I'm trying to crawl a web but can't get past the login using the .net HttpRequest
and HttpResponse
classes. Using net monitor, it seems a key difference is that the login from a browser includes a payload in the POST message, whereas the HttpRequest
sends the payload in a separate message, which gets a 301 response. Is there a way to make it use a single message? Or is there something else I'm missing? I've used this code for another web site, which worked:
// Set GET to logon site.
SiteRequest = (HttpWebRequest)WebRequest.Create(logonUrl);
SiteRequest.Method = "GET";
SiteRequest.AllowAutoRedirect = AllowRedirect;
SiteRequest.CookieContainer = SiteCookieContainer;
SiteRequest.Referer = logonUrl;
SiteResponse = (HttpWebResponse)SiteRequest.GetResponse();
mainStream = SiteResponse.GetResponseStream();
ReadAndIgnoreAllStreamBytes(mainStream);
mainStream.Close();
// Send POST to logon site.
SiteRequest = (HttpWebRequest)WebRequest.Create(postUrl);
SiteRequest.Method = "POST";
SiteRequest.AllowAutoRedirect = AllowRedirect;
SiteRequest.ContentType = "application/x-www-form-urlencoded";
SiteRequest.CookieContainer = SiteCookieContainer;
SiteRequest.CookieContainer.Add(SiteResponse.Cookies);
SiteRequest.Referer = postUrl;
SiteRequest.Timeout = TimeoutMsec;
buffer = Encoding.UTF8.GetBytes(logonPostData);
SiteRequest.ContentLength = buffer.Length;
postStream = SiteRequest.GetRequestStream();
postStream.Write(buffer, 0, buffer.Length);
postStream.Flush();
postStream.Close();
SiteResponse = (HttpWebResponse)SiteRequest.GetResponse();
Using the HtmlWeb class in HtmlAgilityPack has the same issue.
Thanks.
Update:
Turns out I was using the "www.example.com" form of the address, and not "example.com", hence the redirect. But I get a "404" page not found error with the correct address.

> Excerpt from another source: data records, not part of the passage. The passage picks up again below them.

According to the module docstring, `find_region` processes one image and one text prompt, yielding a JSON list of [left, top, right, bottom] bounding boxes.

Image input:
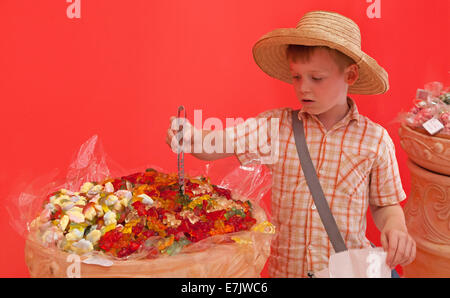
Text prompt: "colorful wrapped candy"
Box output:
[[404, 82, 450, 135], [31, 169, 268, 258]]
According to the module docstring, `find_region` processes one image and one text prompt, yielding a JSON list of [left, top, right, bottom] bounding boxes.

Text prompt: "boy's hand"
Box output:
[[381, 224, 416, 269]]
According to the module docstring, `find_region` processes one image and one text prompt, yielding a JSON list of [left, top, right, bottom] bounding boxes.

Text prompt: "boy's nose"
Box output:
[[295, 80, 310, 94]]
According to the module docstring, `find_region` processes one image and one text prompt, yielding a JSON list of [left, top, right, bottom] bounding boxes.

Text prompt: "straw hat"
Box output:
[[253, 11, 389, 94]]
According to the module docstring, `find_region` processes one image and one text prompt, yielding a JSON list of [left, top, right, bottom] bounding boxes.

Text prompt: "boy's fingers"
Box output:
[[386, 233, 398, 267], [380, 233, 389, 252], [401, 235, 416, 266]]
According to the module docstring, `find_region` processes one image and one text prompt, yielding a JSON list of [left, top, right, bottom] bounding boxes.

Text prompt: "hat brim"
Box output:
[[253, 28, 389, 95]]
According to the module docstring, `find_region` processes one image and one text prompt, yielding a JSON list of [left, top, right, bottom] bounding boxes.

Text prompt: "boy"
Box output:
[[166, 11, 416, 277]]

Here's what the browser is sending for the post:
- Http: Request, POST /accounts/signin
Command: POST
+ URI: /accounts/signin
ProtocolVersion: HTTP/1.1
Accept: text/html, application/xhtml+xml, */*
Referer: http://***.com/accounts/signin
Accept-Language: en-US,en;q=0.8,zh-Hans-CN;q=0.7,zh-Hans;q=0.5,zh-Hant-TW;q=0.3,zh-Hant;q=0.2
UserAgent: Mozilla/5.0 (compatible; MSIE 10.0; Windows NT 6.2; WOW64; Trident/6.0; Touch)
+ ContentType: application/x-www-form-urlencoded
Accept-Encoding: gzip, deflate
Host: example.com
ContentLength: 67
DNT: 1
Connection: Keep-Alive
Cache-Control: no-cache
- Cookie: PHPSESSID=169***efe; lang=en_US; cart=eyJ***wfQ%3D%3D; cartitems=W10%3D; __utma=***; __utmb=***; __utmc=**; __utmz=**
PHPSESSID: 169***efe
lang: en_US
cart: eyJ***wfQ%3D%3D
cartitems: W10%3D
__utma: ***
__utmb: ***
__utmc: ***
__utmz: ***
HeaderEnd: CRLF
- payload: HttpContentType = application/x-www-form-urlencoded
url:
email: ***
password: ***
Here's what I'm sending:
(POST:)
- Http: Request, POST /accounts/signin
Command: POST
+ URI: /accounts/signin
ProtocolVersion: HTTP/1.1
+ ContentType: application/x-www-form-urlencoded
Accept: text/html, application/xhtml+xml, */*
Accept-Language: en-US,en;q=0.8,zh-Hans-CN;q=0.7,zh-Hans;q=0.5,zh-Hant-TW;q=0.3,zh-Hant;q=0.2
Accept-Encoding: gzip, deflate
DNT: 1
Cache-Control: no-cache
Referer: http://***.com/accounts/signin
Host: chinesepod.com
- Cookie: lang=en_US; cart=eyJ***jowfQ%3D%3D; cartitems=W10%3D; PHPSESSID=944***3e7
lang: en_US
cart: eyJ***wfQ%3D%3D
cartitems: W10%3D
PHPSESSID: 944***3e7
ContentLength: 61
HeaderEnd: CRLF
(separate payload:)
- Http: HTTP Payload, URL: /accounts/signin
- payload: HttpContentType = application/x-www-form-urlencoded
url:
email: ***
password: ***
The browser version has these __utXX cookies, which I'm assuming the browser adds for some kind of tagging, right? Otherwise the key difference, assuming cookie ordering doesn't matter, is that the payload is sent separately. See anything else amiss?
Thanks.
-John